Lowe admits the RBC Center, which seats 19,722, doesn’t have the homeyness of Reynolds. Close your eyes, though, and the noise level isn’t far off.
“Obviously when you come in here it’s a huge, huge arena so you’re thinking you won’t get that closed-in feeling,” Lowe said. “Our fans get into it and get so loud they get our guys going. This is a beautiful facility. It’s hard not to like it.”
Cameron Indoor Stadium. The 66-year-old building, shrine to many, is the home of college basketball’s most fervent fans — the Cameron Crazies.
To get the first look at them, walk around the outside of the building and come upon Krzyzewskiville, the tent city set up for big games to decide who gets the right at the first chance for the prime spots — not seats — in the student section.
North Carolina
The Smith Center is named for the man who’s the winningest coach in Division I history — for a few more weeks anyway until Bob Knight passes him.

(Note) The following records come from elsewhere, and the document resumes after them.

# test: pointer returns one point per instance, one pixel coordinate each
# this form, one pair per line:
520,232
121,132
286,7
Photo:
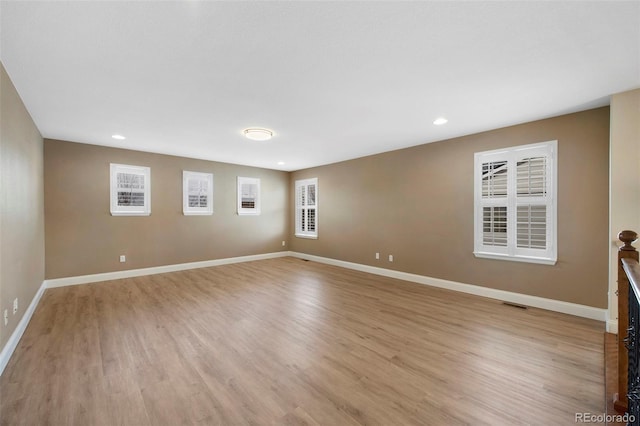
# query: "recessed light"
258,134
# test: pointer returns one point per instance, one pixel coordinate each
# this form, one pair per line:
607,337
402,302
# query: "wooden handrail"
627,251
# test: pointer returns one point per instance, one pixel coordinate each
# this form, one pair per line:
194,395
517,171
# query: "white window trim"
117,210
244,211
298,232
511,252
196,211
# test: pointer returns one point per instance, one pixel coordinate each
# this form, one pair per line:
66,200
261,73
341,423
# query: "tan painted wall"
625,180
83,238
417,204
21,205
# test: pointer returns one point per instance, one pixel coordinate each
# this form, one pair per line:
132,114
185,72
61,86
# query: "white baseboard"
507,296
129,273
15,337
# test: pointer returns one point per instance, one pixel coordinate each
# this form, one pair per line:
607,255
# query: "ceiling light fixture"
258,134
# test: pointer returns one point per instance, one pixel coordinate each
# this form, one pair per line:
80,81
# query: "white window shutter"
197,193
248,196
515,203
306,193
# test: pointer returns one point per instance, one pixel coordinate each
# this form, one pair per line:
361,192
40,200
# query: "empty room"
319,212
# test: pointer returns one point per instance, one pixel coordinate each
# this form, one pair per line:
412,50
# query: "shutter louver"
130,189
515,203
306,208
494,179
532,226
248,196
197,193
531,177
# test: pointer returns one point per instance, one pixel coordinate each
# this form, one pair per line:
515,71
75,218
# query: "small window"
248,196
197,193
515,203
307,208
130,190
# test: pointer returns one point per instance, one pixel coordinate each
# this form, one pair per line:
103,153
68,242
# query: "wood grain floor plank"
289,342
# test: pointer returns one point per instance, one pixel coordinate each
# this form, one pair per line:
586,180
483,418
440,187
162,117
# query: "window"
130,190
515,203
248,196
307,208
197,193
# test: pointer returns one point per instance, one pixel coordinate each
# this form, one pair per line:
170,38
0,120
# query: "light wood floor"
285,341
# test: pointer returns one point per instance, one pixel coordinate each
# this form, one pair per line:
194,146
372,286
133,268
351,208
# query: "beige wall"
21,205
83,238
417,204
625,181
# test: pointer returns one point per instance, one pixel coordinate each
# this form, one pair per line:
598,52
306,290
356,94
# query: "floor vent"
514,305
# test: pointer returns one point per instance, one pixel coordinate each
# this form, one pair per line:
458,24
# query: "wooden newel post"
626,251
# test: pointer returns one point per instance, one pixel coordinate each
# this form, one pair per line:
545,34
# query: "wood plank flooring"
284,341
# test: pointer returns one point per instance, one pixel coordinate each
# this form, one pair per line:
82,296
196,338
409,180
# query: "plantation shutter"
515,207
248,196
306,208
130,190
197,193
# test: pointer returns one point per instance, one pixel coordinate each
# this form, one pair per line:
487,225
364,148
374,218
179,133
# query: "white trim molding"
15,337
507,296
129,273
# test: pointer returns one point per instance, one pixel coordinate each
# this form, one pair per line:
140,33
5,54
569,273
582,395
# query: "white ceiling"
334,80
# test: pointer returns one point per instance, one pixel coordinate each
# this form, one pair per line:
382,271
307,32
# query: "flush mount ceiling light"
258,134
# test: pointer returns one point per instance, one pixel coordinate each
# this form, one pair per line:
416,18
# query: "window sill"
526,259
130,213
309,237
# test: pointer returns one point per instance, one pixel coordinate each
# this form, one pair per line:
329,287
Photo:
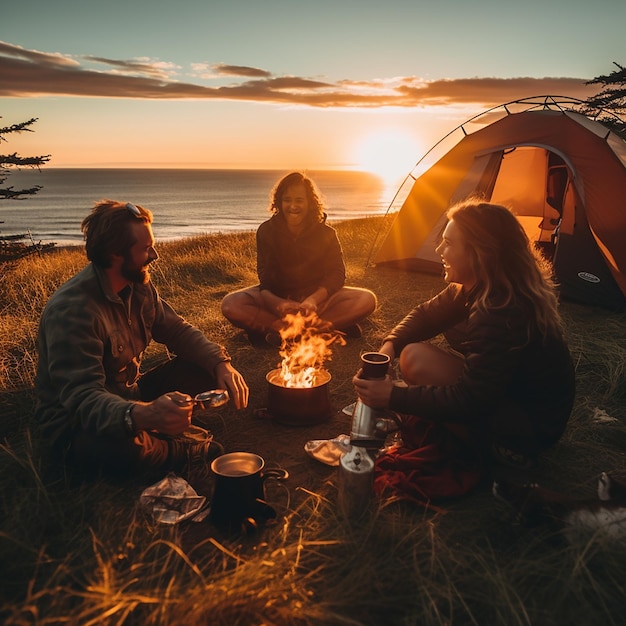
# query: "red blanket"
432,463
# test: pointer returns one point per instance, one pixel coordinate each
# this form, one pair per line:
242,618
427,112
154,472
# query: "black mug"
238,502
374,365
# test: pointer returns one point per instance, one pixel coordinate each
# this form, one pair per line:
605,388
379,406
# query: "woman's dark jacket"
502,365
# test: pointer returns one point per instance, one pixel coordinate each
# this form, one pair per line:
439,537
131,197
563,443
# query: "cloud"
29,73
240,70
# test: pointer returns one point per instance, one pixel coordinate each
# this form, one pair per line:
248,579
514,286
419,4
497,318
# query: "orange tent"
564,176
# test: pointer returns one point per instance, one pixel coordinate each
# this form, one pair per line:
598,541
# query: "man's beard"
134,275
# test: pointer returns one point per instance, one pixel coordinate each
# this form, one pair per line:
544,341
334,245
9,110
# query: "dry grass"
85,553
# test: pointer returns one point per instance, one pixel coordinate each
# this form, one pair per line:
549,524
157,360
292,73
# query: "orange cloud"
29,73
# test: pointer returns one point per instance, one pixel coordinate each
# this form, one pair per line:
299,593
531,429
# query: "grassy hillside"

Former coach Dean Smith is the face of Carolina basketball, and the building that bears his name is one of the most underrated in college basketball.
With a capacity of 21,592, the 20-year-old arena with theater seats has received an unfair knock as the home of a “wine and cheese” crowd.
To help erase the staid image the Tar Heel crowds always have had compared to Duke and N.C. State, rows of those cushioned seats were taken out from behind one basket a few years ago. Now, students stand on risers there the entire game. The grease paint is a different shade of blue than that of their Duke counterparts, but the intensity level isn’t far off.
Staid no. Proper, yes.
When some students began chanting “over-rated” at Ohio State near the end of Wednesday’s game, coach Williams had the public address announcer tell them to stop.
“That’s not the way we cheer here at Carolina,” he said.